Resistant bacteria cost many lives and money, warns the OECDCompletion of an excessive antibiotic prescription may be one of the measures to combat bacteria.

"These bacteria are more expensive than influenza than from AIDS, but from tuberculosis. And they will cost even more if the state does not act to solve this problemMichele Cechini, OECD Public Health Specialist (Organization for Economic Co-operation and Development) for AFP.

According to him, countries already devote an average of 10% of their health budget to the treatment of antibiotic-resistant bacteria.

According to projections from the report on 33 of the 36 OECD countries, resistant bacteria could kill 2.4 million people in Europe, North America and Australia by 2050.

A separate study, published on Monday in the magazine Lancet infectious disease, is the number of deaths that can be attributed to these bacteria in 2015 in the European Union.

However, we could fight "simple measures" at moderate cost, according to the OECD: "encourage better hygiene"(encouraging, for example, hand washing),"put an end to the prescription of antibiotics"or generalize quick diagnostic tests to determine if the infection is viral (in which case antibiotics are useless) or bacteria.

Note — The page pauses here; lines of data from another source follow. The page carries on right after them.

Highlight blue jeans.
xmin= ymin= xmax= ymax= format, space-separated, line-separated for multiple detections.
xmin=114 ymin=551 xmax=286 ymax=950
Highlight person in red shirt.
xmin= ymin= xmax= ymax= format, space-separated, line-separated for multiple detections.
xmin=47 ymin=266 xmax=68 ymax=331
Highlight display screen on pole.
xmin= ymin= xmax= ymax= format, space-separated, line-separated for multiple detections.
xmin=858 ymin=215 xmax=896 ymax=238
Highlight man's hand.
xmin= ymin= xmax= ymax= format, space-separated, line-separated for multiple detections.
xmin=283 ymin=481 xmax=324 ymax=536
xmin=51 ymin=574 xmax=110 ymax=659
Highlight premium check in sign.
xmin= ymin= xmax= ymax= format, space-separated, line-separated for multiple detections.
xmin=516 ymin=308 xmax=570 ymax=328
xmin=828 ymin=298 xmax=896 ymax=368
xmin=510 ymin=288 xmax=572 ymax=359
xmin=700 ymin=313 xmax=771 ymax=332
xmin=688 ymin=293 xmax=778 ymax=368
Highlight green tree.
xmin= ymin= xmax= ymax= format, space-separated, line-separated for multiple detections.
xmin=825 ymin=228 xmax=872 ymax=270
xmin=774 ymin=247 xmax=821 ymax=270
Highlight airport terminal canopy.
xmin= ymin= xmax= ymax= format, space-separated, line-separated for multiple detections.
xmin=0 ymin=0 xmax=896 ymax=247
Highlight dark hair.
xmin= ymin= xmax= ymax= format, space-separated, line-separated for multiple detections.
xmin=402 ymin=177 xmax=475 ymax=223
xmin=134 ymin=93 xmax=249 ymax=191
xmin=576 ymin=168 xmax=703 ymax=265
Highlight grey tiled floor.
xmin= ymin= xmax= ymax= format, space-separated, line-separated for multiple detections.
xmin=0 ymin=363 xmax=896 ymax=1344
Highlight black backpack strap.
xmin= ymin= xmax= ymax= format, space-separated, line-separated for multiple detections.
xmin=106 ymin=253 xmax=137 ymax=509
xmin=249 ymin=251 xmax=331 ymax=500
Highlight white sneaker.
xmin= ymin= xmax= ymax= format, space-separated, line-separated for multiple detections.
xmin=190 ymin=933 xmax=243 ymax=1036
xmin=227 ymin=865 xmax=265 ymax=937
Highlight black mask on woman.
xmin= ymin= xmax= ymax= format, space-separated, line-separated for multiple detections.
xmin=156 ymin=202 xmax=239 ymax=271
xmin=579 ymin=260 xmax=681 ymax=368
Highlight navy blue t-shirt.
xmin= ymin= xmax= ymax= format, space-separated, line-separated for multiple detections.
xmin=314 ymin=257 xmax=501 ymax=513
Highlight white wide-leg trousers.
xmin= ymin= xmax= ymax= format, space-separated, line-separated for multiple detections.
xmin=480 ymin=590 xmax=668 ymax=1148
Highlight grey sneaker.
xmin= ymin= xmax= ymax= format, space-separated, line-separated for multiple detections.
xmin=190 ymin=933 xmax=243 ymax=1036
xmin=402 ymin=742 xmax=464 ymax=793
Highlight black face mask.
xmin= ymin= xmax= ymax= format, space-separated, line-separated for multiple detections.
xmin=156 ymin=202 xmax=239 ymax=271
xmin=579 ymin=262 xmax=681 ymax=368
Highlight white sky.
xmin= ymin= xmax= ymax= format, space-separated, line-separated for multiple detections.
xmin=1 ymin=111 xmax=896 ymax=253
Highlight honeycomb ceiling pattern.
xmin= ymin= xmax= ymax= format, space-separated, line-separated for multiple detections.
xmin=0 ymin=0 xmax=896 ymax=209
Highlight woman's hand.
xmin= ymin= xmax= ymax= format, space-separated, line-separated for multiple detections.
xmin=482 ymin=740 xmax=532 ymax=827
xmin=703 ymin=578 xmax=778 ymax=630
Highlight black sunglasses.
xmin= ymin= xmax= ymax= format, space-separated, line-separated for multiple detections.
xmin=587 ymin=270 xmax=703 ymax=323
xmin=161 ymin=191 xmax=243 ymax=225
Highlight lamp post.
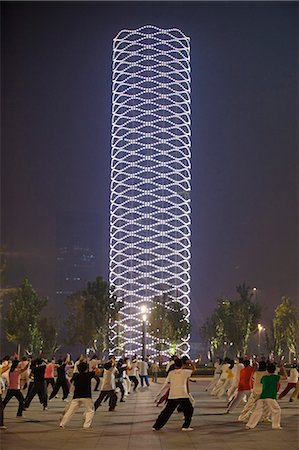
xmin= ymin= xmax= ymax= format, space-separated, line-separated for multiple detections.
xmin=257 ymin=323 xmax=265 ymax=356
xmin=140 ymin=305 xmax=147 ymax=360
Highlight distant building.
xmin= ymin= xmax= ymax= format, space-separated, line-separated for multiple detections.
xmin=56 ymin=212 xmax=102 ymax=304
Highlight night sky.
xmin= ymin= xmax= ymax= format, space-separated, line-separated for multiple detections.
xmin=1 ymin=2 xmax=299 ymax=339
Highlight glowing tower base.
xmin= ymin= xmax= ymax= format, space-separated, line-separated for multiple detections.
xmin=110 ymin=26 xmax=191 ymax=354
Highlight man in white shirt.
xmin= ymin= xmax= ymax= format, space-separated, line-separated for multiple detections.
xmin=94 ymin=359 xmax=118 ymax=411
xmin=138 ymin=358 xmax=149 ymax=387
xmin=153 ymin=358 xmax=194 ymax=431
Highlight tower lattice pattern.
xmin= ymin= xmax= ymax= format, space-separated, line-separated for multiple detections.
xmin=110 ymin=26 xmax=191 ymax=354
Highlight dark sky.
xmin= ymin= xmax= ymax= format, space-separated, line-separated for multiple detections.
xmin=1 ymin=2 xmax=299 ymax=338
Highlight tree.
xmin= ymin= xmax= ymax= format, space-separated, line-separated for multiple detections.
xmin=66 ymin=277 xmax=122 ymax=353
xmin=273 ymin=297 xmax=299 ymax=357
xmin=39 ymin=317 xmax=60 ymax=358
xmin=4 ymin=278 xmax=47 ymax=353
xmin=148 ymin=293 xmax=190 ymax=353
xmin=201 ymin=283 xmax=261 ymax=356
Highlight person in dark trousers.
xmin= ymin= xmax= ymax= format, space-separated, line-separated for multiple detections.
xmin=59 ymin=362 xmax=99 ymax=430
xmin=94 ymin=361 xmax=117 ymax=411
xmin=49 ymin=353 xmax=71 ymax=401
xmin=0 ymin=364 xmax=9 ymax=430
xmin=115 ymin=359 xmax=125 ymax=402
xmin=3 ymin=359 xmax=29 ymax=417
xmin=23 ymin=358 xmax=48 ymax=410
xmin=152 ymin=358 xmax=193 ymax=431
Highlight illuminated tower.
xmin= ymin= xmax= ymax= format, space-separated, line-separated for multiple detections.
xmin=110 ymin=26 xmax=191 ymax=354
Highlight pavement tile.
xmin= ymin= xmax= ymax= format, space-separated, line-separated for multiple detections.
xmin=0 ymin=378 xmax=299 ymax=450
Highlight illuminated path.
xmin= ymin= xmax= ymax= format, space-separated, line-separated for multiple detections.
xmin=0 ymin=379 xmax=298 ymax=450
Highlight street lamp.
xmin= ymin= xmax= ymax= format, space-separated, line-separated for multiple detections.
xmin=140 ymin=305 xmax=147 ymax=360
xmin=257 ymin=323 xmax=265 ymax=356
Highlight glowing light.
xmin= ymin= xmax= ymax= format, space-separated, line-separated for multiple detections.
xmin=110 ymin=26 xmax=191 ymax=354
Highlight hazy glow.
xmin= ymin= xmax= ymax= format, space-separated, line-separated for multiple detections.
xmin=110 ymin=26 xmax=191 ymax=354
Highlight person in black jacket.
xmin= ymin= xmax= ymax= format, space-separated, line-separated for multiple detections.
xmin=23 ymin=358 xmax=48 ymax=410
xmin=49 ymin=353 xmax=71 ymax=401
xmin=59 ymin=362 xmax=98 ymax=429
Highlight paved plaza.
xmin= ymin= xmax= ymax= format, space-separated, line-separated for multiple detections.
xmin=0 ymin=378 xmax=299 ymax=450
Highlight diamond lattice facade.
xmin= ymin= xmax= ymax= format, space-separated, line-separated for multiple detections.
xmin=110 ymin=26 xmax=191 ymax=354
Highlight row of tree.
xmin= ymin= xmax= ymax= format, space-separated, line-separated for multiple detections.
xmin=200 ymin=283 xmax=299 ymax=358
xmin=3 ymin=277 xmax=190 ymax=356
xmin=1 ymin=277 xmax=299 ymax=357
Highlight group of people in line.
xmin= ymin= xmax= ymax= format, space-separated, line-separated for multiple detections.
xmin=206 ymin=358 xmax=299 ymax=429
xmin=0 ymin=354 xmax=159 ymax=429
xmin=0 ymin=354 xmax=299 ymax=431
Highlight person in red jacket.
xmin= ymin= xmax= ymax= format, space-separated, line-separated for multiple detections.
xmin=226 ymin=359 xmax=255 ymax=413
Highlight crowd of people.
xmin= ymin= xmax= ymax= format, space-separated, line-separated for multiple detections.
xmin=0 ymin=354 xmax=299 ymax=431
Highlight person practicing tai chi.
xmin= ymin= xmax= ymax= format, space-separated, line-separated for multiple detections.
xmin=152 ymin=358 xmax=194 ymax=431
xmin=246 ymin=363 xmax=281 ymax=430
xmin=59 ymin=362 xmax=99 ymax=430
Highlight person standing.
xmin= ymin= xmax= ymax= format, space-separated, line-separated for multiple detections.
xmin=278 ymin=364 xmax=299 ymax=400
xmin=206 ymin=358 xmax=222 ymax=392
xmin=226 ymin=359 xmax=255 ymax=413
xmin=49 ymin=353 xmax=71 ymax=401
xmin=45 ymin=359 xmax=57 ymax=392
xmin=23 ymin=358 xmax=48 ymax=410
xmin=127 ymin=355 xmax=139 ymax=391
xmin=94 ymin=360 xmax=117 ymax=411
xmin=227 ymin=357 xmax=244 ymax=402
xmin=238 ymin=361 xmax=268 ymax=422
xmin=0 ymin=358 xmax=9 ymax=430
xmin=3 ymin=359 xmax=30 ymax=417
xmin=151 ymin=360 xmax=159 ymax=383
xmin=246 ymin=363 xmax=281 ymax=430
xmin=138 ymin=358 xmax=149 ymax=387
xmin=152 ymin=358 xmax=194 ymax=431
xmin=59 ymin=361 xmax=97 ymax=430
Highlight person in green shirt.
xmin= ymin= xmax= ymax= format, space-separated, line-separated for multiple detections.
xmin=246 ymin=363 xmax=281 ymax=430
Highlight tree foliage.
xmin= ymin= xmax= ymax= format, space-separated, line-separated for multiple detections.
xmin=4 ymin=278 xmax=47 ymax=353
xmin=148 ymin=294 xmax=191 ymax=353
xmin=66 ymin=277 xmax=122 ymax=352
xmin=200 ymin=283 xmax=261 ymax=354
xmin=39 ymin=317 xmax=60 ymax=358
xmin=273 ymin=297 xmax=299 ymax=356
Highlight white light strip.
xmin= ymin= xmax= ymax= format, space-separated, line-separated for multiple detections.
xmin=110 ymin=25 xmax=191 ymax=354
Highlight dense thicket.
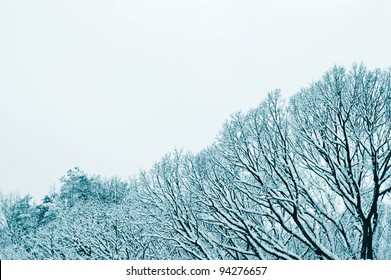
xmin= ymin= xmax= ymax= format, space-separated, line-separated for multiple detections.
xmin=0 ymin=66 xmax=391 ymax=259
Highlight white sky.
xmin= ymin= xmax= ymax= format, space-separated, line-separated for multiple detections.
xmin=0 ymin=0 xmax=391 ymax=201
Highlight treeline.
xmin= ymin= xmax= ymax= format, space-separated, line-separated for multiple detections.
xmin=0 ymin=66 xmax=391 ymax=259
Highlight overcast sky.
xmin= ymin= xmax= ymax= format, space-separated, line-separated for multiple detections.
xmin=0 ymin=0 xmax=391 ymax=201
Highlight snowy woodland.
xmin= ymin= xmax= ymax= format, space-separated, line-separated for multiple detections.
xmin=0 ymin=65 xmax=391 ymax=260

According to the OECD, these measures cost only $ 2 per person per year and prevent three quarters of death.

"Investments in a large public health program that include some of these measures can be amortized over a year and result in savings of $ 4.8 billion a year"the OECD estimates.

Health authorities, from the World Health Organization (WHO), regularly warn of the risk of excessive antibiotic consumption, making resistant resistant bacteria. Small children and elderly people are particularly vulnerable.

"In Brazil, Indonesia and Russia, between 40 and 60% of infections are already resistant, compared with an average of 17% in OECD countries"emphasizes the other.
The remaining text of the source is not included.